House on the Rock

Is Your Brand Architecture a “House on the Rock”?

If you drive an hour west from Madison, you will come to one of the prettiest valleys in Wisconsin. On one side of this valley is Taliesin, Frank Lloyd Wright’s Prairie School architectural masterpiece built in 1911. In this studio he designed Fallingwater and the Guggenheim. He spent two years on the design of Taliesin, which was inspired by Michelangelo’s Villa Medici and was meant to emulate the flatness of the plains. Wright had a vision for what he wanted it to be before he started work on it.
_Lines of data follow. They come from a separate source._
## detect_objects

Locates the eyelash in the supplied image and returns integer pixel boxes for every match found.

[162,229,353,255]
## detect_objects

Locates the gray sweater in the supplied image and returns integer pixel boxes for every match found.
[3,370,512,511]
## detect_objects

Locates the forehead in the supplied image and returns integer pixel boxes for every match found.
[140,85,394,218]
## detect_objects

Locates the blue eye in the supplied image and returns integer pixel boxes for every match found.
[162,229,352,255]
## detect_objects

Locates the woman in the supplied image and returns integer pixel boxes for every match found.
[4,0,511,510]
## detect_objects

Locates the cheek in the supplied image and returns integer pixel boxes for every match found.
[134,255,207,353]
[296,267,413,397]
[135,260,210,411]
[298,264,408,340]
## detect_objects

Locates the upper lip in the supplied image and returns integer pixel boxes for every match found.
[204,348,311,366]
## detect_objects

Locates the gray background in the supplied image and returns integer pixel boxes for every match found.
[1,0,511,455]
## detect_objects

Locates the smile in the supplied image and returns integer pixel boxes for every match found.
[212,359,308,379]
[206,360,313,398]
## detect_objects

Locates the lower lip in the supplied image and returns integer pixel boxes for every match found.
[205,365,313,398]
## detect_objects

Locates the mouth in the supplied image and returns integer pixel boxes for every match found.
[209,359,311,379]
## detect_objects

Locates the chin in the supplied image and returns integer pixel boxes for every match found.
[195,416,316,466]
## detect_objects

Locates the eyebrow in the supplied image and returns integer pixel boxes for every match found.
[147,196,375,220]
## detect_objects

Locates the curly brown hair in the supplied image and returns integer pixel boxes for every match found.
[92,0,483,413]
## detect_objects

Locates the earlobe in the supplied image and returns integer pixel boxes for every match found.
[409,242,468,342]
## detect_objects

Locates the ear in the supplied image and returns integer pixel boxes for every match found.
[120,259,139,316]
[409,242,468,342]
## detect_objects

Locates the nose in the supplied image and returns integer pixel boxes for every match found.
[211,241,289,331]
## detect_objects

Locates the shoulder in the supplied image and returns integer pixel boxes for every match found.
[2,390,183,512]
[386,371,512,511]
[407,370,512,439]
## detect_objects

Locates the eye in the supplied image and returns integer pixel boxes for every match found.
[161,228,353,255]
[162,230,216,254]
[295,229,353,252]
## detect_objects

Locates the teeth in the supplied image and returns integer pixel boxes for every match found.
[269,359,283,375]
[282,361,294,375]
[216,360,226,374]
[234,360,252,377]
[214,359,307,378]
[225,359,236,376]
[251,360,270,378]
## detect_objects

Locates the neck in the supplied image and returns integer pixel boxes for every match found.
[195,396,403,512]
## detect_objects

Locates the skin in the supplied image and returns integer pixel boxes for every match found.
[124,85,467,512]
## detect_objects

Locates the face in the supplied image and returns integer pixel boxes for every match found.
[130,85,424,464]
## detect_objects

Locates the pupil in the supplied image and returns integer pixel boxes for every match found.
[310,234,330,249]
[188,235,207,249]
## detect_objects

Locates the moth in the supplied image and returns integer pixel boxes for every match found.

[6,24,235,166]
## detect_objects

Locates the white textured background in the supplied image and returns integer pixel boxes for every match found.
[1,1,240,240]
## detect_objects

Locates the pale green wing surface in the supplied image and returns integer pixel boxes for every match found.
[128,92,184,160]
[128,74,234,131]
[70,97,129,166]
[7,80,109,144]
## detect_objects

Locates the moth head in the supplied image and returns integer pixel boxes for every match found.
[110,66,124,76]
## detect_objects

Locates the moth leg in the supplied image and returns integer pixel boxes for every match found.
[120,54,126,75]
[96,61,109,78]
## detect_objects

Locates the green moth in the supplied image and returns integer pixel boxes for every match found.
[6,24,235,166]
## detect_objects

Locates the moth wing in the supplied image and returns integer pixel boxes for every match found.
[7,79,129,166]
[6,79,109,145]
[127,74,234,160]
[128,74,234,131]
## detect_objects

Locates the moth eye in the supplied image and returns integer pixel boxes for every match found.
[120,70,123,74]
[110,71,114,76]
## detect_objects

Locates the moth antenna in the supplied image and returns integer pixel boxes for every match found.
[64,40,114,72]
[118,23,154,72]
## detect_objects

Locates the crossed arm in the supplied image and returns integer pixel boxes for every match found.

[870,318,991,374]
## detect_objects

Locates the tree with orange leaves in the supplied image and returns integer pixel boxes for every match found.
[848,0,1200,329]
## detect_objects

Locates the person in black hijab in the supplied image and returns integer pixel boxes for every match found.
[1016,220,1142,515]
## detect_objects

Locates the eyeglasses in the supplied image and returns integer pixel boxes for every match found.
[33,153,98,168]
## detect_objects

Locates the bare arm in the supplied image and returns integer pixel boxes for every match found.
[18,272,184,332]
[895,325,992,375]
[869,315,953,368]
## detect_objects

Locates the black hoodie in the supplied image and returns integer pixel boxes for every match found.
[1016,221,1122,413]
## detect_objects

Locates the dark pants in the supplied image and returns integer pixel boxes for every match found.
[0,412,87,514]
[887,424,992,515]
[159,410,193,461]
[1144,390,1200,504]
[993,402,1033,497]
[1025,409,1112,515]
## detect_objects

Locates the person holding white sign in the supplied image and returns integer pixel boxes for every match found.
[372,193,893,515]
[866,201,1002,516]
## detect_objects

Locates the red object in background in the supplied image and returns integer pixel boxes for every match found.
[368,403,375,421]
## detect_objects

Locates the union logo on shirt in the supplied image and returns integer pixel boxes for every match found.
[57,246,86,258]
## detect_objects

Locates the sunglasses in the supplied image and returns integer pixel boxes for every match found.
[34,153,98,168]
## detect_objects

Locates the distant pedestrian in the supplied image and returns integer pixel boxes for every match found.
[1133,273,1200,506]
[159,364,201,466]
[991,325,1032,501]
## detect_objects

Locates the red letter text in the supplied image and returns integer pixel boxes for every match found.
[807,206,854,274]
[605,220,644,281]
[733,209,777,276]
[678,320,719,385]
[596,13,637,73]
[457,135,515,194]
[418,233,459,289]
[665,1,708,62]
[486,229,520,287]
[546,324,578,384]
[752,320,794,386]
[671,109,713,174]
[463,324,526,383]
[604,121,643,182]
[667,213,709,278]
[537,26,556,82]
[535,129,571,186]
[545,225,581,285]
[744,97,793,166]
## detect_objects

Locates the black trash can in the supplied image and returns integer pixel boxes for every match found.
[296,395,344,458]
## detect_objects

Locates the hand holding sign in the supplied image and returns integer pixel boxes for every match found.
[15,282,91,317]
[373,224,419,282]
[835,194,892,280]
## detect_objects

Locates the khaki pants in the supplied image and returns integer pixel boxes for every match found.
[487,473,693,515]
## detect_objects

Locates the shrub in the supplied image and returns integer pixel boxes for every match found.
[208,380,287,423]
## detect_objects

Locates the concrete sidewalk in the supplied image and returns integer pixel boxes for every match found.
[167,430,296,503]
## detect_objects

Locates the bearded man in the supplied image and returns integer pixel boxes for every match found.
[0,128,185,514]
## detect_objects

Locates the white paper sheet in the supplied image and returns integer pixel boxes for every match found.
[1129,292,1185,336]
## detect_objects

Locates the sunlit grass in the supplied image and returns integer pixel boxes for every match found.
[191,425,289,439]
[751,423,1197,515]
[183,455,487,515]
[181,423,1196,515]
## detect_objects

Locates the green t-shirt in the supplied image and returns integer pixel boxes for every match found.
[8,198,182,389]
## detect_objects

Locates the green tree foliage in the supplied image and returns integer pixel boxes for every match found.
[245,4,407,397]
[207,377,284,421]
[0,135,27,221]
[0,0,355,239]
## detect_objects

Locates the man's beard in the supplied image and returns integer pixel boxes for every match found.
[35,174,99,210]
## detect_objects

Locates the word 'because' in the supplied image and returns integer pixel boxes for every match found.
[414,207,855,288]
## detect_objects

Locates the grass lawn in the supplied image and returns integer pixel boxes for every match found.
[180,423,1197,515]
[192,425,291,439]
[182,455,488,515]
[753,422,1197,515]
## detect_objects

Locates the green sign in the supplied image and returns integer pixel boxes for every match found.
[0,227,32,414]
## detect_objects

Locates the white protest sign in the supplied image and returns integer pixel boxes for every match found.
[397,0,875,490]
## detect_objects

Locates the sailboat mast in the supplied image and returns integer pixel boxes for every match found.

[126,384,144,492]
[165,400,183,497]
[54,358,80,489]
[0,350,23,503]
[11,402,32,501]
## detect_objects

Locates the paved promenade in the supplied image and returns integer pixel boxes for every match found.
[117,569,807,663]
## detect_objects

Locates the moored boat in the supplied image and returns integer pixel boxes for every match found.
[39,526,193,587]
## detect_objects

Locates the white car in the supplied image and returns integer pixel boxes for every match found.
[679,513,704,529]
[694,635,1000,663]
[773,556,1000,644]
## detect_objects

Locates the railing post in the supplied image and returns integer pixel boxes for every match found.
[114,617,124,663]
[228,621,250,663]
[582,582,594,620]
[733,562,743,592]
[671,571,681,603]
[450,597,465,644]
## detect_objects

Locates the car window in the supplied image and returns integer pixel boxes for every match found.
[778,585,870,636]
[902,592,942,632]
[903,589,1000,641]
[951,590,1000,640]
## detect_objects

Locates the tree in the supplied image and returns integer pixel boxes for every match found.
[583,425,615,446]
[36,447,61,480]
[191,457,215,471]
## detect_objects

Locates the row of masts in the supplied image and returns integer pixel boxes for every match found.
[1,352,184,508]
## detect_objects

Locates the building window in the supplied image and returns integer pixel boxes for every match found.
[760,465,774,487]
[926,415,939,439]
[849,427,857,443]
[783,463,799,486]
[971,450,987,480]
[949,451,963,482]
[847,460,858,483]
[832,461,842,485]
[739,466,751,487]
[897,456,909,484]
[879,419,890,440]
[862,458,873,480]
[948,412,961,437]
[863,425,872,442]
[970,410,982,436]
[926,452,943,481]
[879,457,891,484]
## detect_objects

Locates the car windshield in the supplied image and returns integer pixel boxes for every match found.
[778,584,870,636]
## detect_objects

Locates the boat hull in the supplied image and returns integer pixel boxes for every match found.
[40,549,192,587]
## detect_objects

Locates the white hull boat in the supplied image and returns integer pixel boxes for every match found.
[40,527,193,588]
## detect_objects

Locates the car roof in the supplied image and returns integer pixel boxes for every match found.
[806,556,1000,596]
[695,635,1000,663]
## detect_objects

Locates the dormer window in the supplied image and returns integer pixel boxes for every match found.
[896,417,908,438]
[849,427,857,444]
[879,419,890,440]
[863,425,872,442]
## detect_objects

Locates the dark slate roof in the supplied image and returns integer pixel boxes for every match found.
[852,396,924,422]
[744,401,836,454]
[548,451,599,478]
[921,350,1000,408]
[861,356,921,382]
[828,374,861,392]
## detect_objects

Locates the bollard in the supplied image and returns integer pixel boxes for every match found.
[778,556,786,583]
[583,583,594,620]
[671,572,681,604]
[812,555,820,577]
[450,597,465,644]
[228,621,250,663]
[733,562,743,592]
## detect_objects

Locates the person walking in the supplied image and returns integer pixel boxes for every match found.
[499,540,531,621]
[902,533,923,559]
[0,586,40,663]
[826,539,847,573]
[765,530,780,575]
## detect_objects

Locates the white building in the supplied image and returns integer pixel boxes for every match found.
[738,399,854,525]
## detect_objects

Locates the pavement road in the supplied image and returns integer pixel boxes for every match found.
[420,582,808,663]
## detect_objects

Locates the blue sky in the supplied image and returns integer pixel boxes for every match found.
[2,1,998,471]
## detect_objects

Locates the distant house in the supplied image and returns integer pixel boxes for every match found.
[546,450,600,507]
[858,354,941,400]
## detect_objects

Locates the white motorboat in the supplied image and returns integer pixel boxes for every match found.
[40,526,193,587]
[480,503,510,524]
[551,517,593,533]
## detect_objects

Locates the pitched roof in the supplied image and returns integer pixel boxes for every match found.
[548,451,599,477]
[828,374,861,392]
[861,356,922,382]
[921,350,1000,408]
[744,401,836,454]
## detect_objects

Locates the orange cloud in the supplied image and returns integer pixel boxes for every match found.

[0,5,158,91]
On the other end of the valley is another structure (pictured above). The House on the Rock is a strange, eclectic, tin-roofed monstrosity, built by Alex Jordan in 1959. Jordan didn’t have a plan. He just started building, and adding on, and adding on. There was no vision, no strategy, just all execution. Today, it is a popular tourist attraction mostly for its weirdness and collections of musical instruments.

As companies grow, it’s easy to fall in the trap of just winging it when it comes to brand architecture. Growth often means acquiring new brands or launching new brands and sub-brands at a rapid pace. But without a long-term brand architecture strategy, companies spend their resources inefficiently, weaken their brand power, and confuse their consumers and employees about what the brand stands for. 

A good brand architecture strategy provides the guardrails for good decision-making as companies grow. In the end, a company’s brand architecture should make sense to consumers. It should help guide efficient allocation of precious resources for the long run. Without one, you may just end up with a “House on the Rock.”